Very few things held any power over Atherin; she’d shaken all of her presumptions about the nature of humanity, whether it was inherently good or inherently bad, including the definitions of each that had been shoved down her throat at a very early age, years before she’d joined the Carnival. Rin had long ago accepted that the lines were indecipherable and she did not mind. While Jak took his little filcher and counted the scavenged profits of the evening, Rin crouched low beside the body to clean up the mess.

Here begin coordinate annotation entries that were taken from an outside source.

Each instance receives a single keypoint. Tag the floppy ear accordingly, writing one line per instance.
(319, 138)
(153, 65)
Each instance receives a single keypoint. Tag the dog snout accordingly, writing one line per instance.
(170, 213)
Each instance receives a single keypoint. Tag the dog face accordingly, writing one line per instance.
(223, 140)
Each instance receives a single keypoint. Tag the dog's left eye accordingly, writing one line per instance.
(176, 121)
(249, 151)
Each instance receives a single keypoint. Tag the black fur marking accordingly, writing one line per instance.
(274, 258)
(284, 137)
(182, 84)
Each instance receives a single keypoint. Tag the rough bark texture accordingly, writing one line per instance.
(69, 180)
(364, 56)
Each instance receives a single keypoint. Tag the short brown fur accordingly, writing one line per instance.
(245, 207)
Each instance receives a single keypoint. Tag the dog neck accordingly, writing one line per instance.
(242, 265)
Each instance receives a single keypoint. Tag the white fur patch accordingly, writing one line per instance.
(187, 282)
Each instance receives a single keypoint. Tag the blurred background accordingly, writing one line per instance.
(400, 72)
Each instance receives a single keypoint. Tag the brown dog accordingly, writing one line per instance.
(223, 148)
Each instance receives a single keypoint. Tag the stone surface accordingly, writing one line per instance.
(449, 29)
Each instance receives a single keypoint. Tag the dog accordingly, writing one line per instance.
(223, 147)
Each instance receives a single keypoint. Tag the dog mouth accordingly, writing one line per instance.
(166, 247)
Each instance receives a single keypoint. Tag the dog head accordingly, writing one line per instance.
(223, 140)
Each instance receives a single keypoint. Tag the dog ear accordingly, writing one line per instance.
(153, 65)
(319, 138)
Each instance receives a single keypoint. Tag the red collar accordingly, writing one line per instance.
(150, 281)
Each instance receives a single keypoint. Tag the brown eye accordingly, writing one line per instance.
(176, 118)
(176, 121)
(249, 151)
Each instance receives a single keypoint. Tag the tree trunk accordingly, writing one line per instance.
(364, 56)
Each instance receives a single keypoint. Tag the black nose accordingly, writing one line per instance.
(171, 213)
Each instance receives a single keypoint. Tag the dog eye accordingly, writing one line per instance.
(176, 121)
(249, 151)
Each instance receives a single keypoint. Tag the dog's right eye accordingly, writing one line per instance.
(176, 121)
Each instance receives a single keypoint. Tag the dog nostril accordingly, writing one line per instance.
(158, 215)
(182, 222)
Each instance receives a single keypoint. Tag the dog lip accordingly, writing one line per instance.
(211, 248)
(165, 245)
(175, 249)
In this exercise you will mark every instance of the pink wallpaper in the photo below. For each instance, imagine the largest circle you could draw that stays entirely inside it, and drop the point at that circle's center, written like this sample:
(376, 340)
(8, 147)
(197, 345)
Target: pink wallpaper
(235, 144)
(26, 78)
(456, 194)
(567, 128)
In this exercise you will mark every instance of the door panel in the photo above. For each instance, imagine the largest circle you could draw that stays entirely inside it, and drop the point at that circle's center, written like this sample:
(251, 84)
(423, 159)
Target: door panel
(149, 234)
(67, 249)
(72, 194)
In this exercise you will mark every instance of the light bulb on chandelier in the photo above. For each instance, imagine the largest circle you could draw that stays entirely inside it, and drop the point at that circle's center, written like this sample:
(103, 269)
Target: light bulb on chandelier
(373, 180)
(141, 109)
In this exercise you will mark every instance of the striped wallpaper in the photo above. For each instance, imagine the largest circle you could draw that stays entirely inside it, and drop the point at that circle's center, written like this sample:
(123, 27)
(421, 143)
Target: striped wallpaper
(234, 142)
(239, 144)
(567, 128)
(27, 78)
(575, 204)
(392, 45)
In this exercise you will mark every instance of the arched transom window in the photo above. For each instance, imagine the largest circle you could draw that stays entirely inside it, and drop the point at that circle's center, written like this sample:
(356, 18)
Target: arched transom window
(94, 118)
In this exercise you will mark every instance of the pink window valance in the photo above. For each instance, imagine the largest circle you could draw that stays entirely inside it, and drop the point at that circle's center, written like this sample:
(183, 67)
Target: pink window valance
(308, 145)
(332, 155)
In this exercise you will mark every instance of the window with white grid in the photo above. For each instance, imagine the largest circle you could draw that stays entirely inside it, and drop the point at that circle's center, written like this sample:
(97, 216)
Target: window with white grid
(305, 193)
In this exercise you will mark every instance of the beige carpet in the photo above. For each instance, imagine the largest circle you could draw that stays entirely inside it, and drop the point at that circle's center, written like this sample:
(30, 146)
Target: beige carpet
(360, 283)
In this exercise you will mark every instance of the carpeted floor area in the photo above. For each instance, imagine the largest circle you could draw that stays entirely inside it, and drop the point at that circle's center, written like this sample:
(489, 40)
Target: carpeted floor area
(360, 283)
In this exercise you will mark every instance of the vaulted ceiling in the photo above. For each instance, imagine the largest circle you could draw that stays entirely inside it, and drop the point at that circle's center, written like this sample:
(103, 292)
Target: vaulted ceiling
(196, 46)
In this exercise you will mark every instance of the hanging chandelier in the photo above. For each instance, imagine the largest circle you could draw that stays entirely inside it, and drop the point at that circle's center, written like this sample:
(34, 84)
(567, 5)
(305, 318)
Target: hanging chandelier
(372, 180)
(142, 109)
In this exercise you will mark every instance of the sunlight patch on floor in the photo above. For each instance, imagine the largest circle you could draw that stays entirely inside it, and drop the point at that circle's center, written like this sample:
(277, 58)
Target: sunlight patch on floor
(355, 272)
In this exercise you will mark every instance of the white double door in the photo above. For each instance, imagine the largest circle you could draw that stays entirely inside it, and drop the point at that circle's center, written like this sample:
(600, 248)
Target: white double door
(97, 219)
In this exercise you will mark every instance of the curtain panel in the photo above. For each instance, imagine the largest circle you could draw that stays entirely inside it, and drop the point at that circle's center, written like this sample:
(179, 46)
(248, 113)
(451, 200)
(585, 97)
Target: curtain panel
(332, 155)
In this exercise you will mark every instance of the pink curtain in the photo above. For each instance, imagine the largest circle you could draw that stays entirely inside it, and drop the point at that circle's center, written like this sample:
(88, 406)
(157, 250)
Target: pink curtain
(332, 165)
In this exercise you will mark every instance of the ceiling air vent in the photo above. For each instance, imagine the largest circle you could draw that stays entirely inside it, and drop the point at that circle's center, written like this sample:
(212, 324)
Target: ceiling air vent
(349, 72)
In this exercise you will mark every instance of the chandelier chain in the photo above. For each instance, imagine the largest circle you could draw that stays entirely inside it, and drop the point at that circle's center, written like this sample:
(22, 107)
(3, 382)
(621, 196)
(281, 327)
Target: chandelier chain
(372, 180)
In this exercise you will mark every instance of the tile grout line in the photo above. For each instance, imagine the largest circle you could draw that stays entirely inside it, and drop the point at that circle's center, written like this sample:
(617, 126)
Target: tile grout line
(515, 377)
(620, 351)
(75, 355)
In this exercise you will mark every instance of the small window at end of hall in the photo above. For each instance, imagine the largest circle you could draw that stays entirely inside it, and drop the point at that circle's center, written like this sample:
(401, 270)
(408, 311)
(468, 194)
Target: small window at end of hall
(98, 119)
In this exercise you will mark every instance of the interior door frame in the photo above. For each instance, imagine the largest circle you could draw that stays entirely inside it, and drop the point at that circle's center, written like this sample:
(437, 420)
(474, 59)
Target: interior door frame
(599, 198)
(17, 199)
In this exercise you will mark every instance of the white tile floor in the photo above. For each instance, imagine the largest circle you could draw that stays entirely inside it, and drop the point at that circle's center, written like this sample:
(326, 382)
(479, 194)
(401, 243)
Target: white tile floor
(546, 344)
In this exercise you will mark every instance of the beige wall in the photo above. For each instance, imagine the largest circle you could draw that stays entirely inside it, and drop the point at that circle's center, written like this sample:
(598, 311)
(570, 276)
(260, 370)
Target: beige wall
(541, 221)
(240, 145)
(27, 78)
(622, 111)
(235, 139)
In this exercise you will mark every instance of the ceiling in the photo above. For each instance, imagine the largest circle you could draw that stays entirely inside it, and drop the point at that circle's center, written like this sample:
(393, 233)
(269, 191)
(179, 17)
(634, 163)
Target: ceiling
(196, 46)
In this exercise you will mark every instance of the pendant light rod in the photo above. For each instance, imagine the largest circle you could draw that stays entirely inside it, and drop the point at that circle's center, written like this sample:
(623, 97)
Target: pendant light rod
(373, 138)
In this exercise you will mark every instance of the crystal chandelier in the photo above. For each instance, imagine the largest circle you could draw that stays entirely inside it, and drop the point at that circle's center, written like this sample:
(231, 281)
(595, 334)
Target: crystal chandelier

The bullets had entered separately; two holes oozed blood, barely an inch apart, mostly in the frontal bone, though one skirted the edges of the parietal bone. The third left a gnarly aperture above the man’s left eye, puncturing straight through the suborbital foramen framing it.
Rin didn’t bother with shots that would be less-than-flawless; she’d made that mistake once before, and only once. Shooting a man in the head should be the end-all; he should never, ever get back up. It was a large part of the reasoning she used for carrying around a triple barreled revolver.
Some called it overkill.
She called it insurance.
Gingerly, without removing her gloves, she lifted the back of the man’s head upward, to check underneath. His skull was a pandemonium of shards of bone and pulpy globules of brain matter, the entire hodgepodge was made sticky with blood and hair. She rose back to her full height and tossed an inattentive glance toward Glitch.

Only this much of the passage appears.